Santa Barbara Restaurant Group
- Formerly: GB Foods (1986–1988)
- Company type: Public
- Traded as: Nasdaq: SBRG
- Industry: Restaurant chains holding company
- Predecessor: Green Burrito
- Founded: 1986; 40 years ago in California as GB Foods
- Defunct: February 1, 2002; 24 years ago
- Fate: Acquired by CKE Restaurants
- Successor: CKE Restaurants
- Headquarters: Santa Barbara, California, US
- Area served: United States
- Key people: William P. Foley
- Subsidiaries: Green Burrito; La Salsa; JB's Restaurants; Timber Lodge Steakhouse;

= Santa Barbara Restaurant Group =

Defunct restaurant holding company

== History ==

Santa Barbara Restaurant Group was a restaurant holding company and was the parent company for the Green Burrito, La Salsa, JB's Restaurants, and the Timber Lodge Steakhouse restaurant chain.

The Santa Barbara Restaurant Group was originally created in 1986 as GB Foods Inc. to serve as the holding company for the Green Burrito fast-food Mexican restaurant chain.
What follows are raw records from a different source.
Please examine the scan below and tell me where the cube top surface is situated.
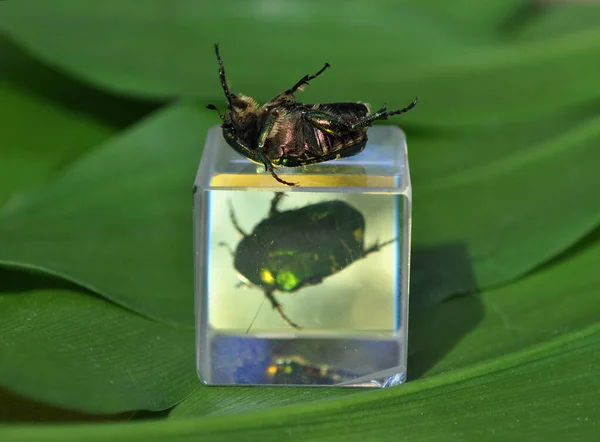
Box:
[194,126,410,194]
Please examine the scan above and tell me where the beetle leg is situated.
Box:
[282,63,330,95]
[362,238,398,258]
[269,192,285,216]
[228,200,248,236]
[206,104,223,120]
[265,291,302,328]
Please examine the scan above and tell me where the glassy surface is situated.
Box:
[194,127,410,387]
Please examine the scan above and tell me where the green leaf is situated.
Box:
[0,105,209,325]
[0,326,600,442]
[0,105,600,325]
[409,110,600,303]
[0,271,199,413]
[169,230,600,418]
[0,79,112,211]
[0,0,600,126]
[0,36,157,211]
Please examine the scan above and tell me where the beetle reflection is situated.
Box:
[220,192,396,329]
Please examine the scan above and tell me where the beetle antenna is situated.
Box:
[215,43,235,103]
[206,104,223,120]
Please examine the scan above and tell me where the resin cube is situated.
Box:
[194,126,411,387]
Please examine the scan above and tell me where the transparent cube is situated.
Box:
[194,126,411,387]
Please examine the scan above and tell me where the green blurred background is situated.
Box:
[0,0,600,441]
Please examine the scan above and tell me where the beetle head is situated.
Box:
[206,43,260,144]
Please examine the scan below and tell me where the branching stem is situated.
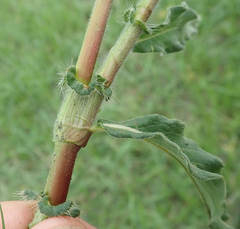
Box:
[76,0,113,85]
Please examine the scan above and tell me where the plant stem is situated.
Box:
[76,0,113,85]
[98,0,159,86]
[45,142,81,206]
[44,89,104,205]
[45,0,158,211]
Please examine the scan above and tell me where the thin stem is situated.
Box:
[45,142,81,206]
[76,0,113,84]
[98,0,159,86]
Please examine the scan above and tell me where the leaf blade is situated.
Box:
[98,115,232,229]
[133,3,200,54]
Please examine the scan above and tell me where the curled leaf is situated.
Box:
[95,115,232,229]
[133,2,200,54]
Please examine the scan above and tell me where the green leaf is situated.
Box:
[133,3,200,54]
[93,115,232,229]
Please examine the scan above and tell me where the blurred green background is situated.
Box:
[0,0,240,229]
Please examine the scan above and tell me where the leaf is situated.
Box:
[133,2,200,54]
[93,115,232,229]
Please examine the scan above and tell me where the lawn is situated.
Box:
[0,0,240,229]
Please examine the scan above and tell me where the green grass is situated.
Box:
[0,0,240,229]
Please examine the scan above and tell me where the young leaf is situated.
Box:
[95,115,232,229]
[133,3,200,54]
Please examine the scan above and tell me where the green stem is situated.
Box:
[44,89,104,205]
[76,0,113,85]
[98,0,159,86]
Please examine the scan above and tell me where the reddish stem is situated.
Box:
[45,142,81,206]
[76,0,113,84]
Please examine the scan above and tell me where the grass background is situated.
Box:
[0,0,240,229]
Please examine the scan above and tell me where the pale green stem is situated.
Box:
[76,0,113,84]
[98,0,159,86]
[30,0,158,228]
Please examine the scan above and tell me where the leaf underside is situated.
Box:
[97,115,232,229]
[133,3,200,54]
A large change in the company occurred when William P. Foley, the chairman for CKE Restaurants acquired a controlling interest in the company in 1997 and converted the company from a holding company that controlled a single chain to one that controlled many chains. The following year, GB Foods changed its name to the Santa Barbara Restaurant Group and started to acquire other restaurant chains, such as the Timber Lodge Steakhouse and in a different transaction, JB's Restaurants and other restaurants chains that were once a part of CKE.

After two years of negotiations, La Salsa was acquired in June 1999.

To focus on Mexican fast food and steakhouses, the JB's Restaurants chain was sold off to a group of investors that included JB's managers in 2000.

In March 2002, Santa Barbara Restaurant Group was acquired by CKE Restaurants in a swap of company stock. At the time of the acquisition, both companies shared many board members and Santa Barbara Restaurant Group operated 56 La Salsa restaurants, 25 Timber Lodge Steakhouse restaurants, and 5 Green Burrito restaurants while also franchising 39 La Salsa restaurants, 30 Green Burrito stand-alone restaurants, one Timber Lodge Steakhouse restaurant and 195 Green Burrito dual-concept restaurants. CKE was also the largest franchisee of the Green Burrito concept, all of which were sharing space at selected Carl's Jr. locations at the time of the acquisition, so the result of the acquisition made it easier for CKE to expand the Green Burrito dual-brand concept to additional Carl's Jr. locations.
To better focus on the fast food industry, CKE quickly sold off Timber Lodge to a consortium headed by Timber Lodge managers in 2004. CKE was not very successful in expanding the La Salsa concept to new territories before it gave up and sold the chain to Baja Fresh in 2007.